Turki memiliki strategi kebudayaan yang orientasinya sudah jauh ke depan. Salah satu yang dilakukan, setiap tahun pemerintah melaksanakan program Turkey Scholarship atau Turkiye Bursları, yaitu pemberian bea siswa kepada 800 sampai 1.000 mahasiswa dari seluruh dunia. Mereka terdiri dari mahasiswa program studi S1, S2 dan S3.
Sebelum masuk kuliah, mereka semua baik yang mengambil prodi S1, S2 atau S3 diharuskan belajar bahasa Turki selama setahun. Setelah dinyatakan lulus dan memperoleh sertifikat bahasa, barulah mereka diperbolehkan mengikuti kuliah sesuai dengan program dan jurusan yang dipilih. Penulisan skripsi atau tesis nantinya harus menggunakan bahasa Turki dan bahasa Inggris.
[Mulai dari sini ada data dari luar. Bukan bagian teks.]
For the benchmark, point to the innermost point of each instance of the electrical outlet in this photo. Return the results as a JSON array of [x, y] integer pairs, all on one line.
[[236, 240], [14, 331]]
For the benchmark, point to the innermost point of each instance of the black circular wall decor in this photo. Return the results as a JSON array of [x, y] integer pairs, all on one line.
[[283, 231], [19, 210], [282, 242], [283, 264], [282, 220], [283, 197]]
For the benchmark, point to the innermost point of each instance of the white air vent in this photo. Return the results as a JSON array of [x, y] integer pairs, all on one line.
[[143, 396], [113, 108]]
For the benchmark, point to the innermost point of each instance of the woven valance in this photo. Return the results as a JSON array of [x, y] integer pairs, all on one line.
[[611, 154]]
Dengan demikian setiap tahunnya akan lahir 800 sampai 1000 orang dari seluruh dunia yang mampu bahkan pandai berbahasa Turki. Saat ini, program yang dikelola oleh lembaga YTB ( Yurtdisi Turkler ve Akraba Topluluklar Baskanligi) ini sedikitnya telah menghasilkan 16 ribu sarjana di 172 negara yang mampu berbahasa Turki.
Dari Indonesia sendiri setiap tahun ada sekitar 40 sampai 70 mahasiswa yang mendapatkan bea siswa YTB ini. Sebagaimana penerima bea siswa dari negara lain, para mahasiswa kita juga mendapat berbagai fasilitas meliputi tiket pesawat satu kali PP, biaya selama setahun khusus untuk belajar bahasa Turki. Dilanjutkan dengan pemberian biaya studi hingga selesai, serta fasilitas asrama dan uang saku setiap bulannya.
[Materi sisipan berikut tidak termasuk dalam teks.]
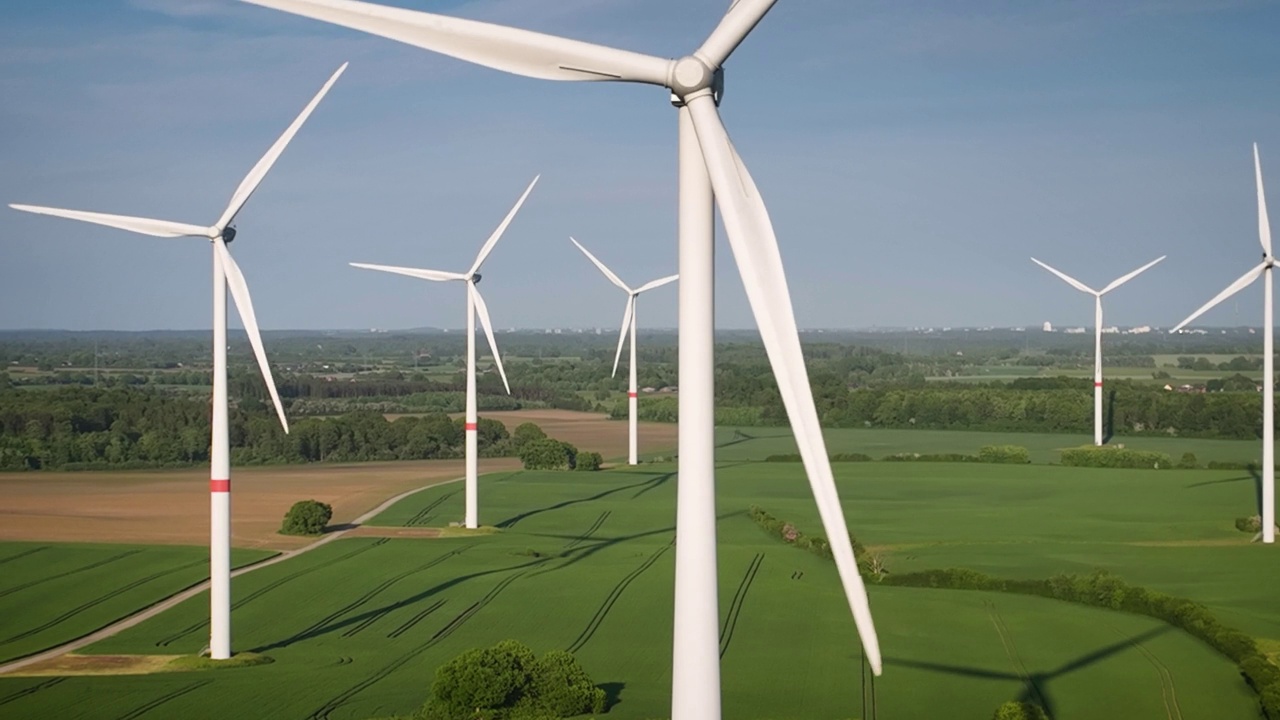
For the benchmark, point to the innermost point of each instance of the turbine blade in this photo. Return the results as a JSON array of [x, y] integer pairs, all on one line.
[[735, 26], [255, 177], [627, 318], [502, 228], [1264, 223], [657, 283], [483, 310], [438, 276], [1243, 282], [240, 294], [755, 249], [1069, 279], [599, 265], [1123, 279], [145, 226], [507, 49]]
Untuk pemberian bea siswa kepada mahasiswa asing ini pemerintah Turki menganggarkan dana 200 juta LT (Lira Turki) hingga 225 juta LT, atau setara Rp 600 miliar sampai Rp 700 miliar. Kurs terakhir 1 LT sama dengan Rp 3 ribu.
Di Indonesia sebenarnya ada juga lembaga pemberi bea siswa, tetapi kepada mahasiswa Indonesia sendiri, bukan kepada mahasiswa asing yang akan belajar tentang kebudayaan Indonesia.
Lembaga itu bernama LPDP (Lembaga Pengelola Dana Pendidikan), dibentuk oleh Kementerian Keuangan RI bekerjasama dengan Kementerian Pendidikan dan Kebudayaan. Untuk Tahun Anggaran 2019 ini, LPDP mengelola dana sebesar Rp 55 trilun yang berasal dari APBN 2019. Naik sebesar Rp 20 triliun dari tahun lalu yang besarnya Rp 35 triliun.
Faktanya, sebagian besar mahasiswa yang memperoleh fasilitas bea siswa dari LPDP ini adalah putra-putri para pejabat di lingkungan Kemenkeu, Kemendikbud dan kementerian-kementerian lain. Ditambah putra-putri anggota DPR-RI, terutama dari komisi-komisi yang bermitra kerja dengan Kemenkeu dan Kemendikbud. Anggota komisi-komisi mitra kerja ini minta jatah karena merasa ikut berperan meloloskan anggaran yang dialokasikan untuk LPDP.
Memang, para mahasiswa asing yang memperoleh bea siswa dari pemerintah Turki tadi akan menjadi agen-agen kebudayaan Turki di negara masing-masing. Tapi itulah siasat atau politik yang dilakukan pemerintah Turki untuk mencapai tujuannya, yaitu menjadi bangsa besar dengan menjunjung tinggi budaya dan nasionalisme mereka. Kita juga punya nasionalisme semacam itu, sebenarnya.
Sama seperti di Indonesia, Turki juga menganut sistem Demokrasi Perwakilan Parlemen. Kekuasaan eksekutif dijalankan oleh Perdana Menteri dan Presiden dalam pemerintahan. Sedang kekuasaan legislatif dipegang oleh Türkiye Büyük Millet Meclisi atau Majelis Agung Nasional Turki.
Anggota Majelis Agung Nasional Turki berjumlah 550 orang, hampir sama dengan anggota DPR-RI yang saat ini masih 560 orang. Bedanya, para politikus di Turki itu terpilih menjadi anggota legislatif melalui penyaringan dan pemilihan yang ketat. Mereka yang akan ikut pemilu itu sebelumnya juga telah diuji perihal moral, etika dan estetika oleh lembaga yang kompeten. Bukan diuji oleh partai, kemudian terpilih karena gencar menyebar uang dan main di medsos.
Oleh karena itu sebagian besar rakyat Turki yang jumlahnya sekitar 80 juta yakin dan percaya percaya bahwa para anggota Türkiye Büyük Millet Meclisi itu memiliki banyak gagasan-gagasan berkwalitas semacam Turkiye Bursları, Beasiswa Turki. Bukan gagasan macam e-KTP.
Politik itu sebenarnya indah dan menyenangkan, asal semua yang terlibat di dalamnya berkebudayaan.